A transaction accesses the underlying database via a Lattice for that transaction which in turn communicates with a ShadowHierarchy for that transaction. The ShadowHierarchies communicate with the single StampedHierarchy for the database instance

Active Transaction: Before a transaction attempts to commit or abort it is said to be active. While the transaction is active all updates are deferred in the ShadowHierarchy for the transaction. Any read attempt that results in a timestamp violation causes the transaction to abort (with no action needed since permanent updates were deferred).
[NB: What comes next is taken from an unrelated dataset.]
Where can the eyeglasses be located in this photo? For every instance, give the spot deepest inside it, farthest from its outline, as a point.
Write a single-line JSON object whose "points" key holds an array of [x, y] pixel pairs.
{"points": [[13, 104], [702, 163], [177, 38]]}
Partial Commit: When a transaction attempts a commit it enters the partially committed state. The transaction first attempts to obtain all write locks it requires (which if successful guarantees all writes can complete). If it cannot obtain the locks because of a timestamp violation the transaction fails. Otherwise the transaction writes its log resource and commit resource and is considered commited.

Commit: A committed transaction must perform all deferred writes and release all write locks it possesses. Once the commit is complete the transaction creates its checkpoint resource. At this point the logging information for the resource may be (optionally) deleted and the checkpoint resource may be deleted after that.

Abort: At any time before a commit a transaction may enter the aborted state. An aborted transaction must release any write locks it possesses. At abort the log file for the transaction may be (optionally) delete also. Because updates only happen after the transaction commit no updates must be undone when a transaction aborts.

Recovery Procedure

When the system recovers from an uncontrolled termination it looks for transaction commit resources that have no corresponding checkpoint resource -- these are the transactions which must be redone to result in recovery.

The transactions that must be redone are addressed in the order of their timestamps. The log for the transaction is recreated from the log resource and the commit procedure is executed for the transaction. Since recovery is done in timestamp order, serially, there are no possible timestamp conflicts during the execution of the recovery procedure.

The recovery operation is performed by the StampedHierarchy object.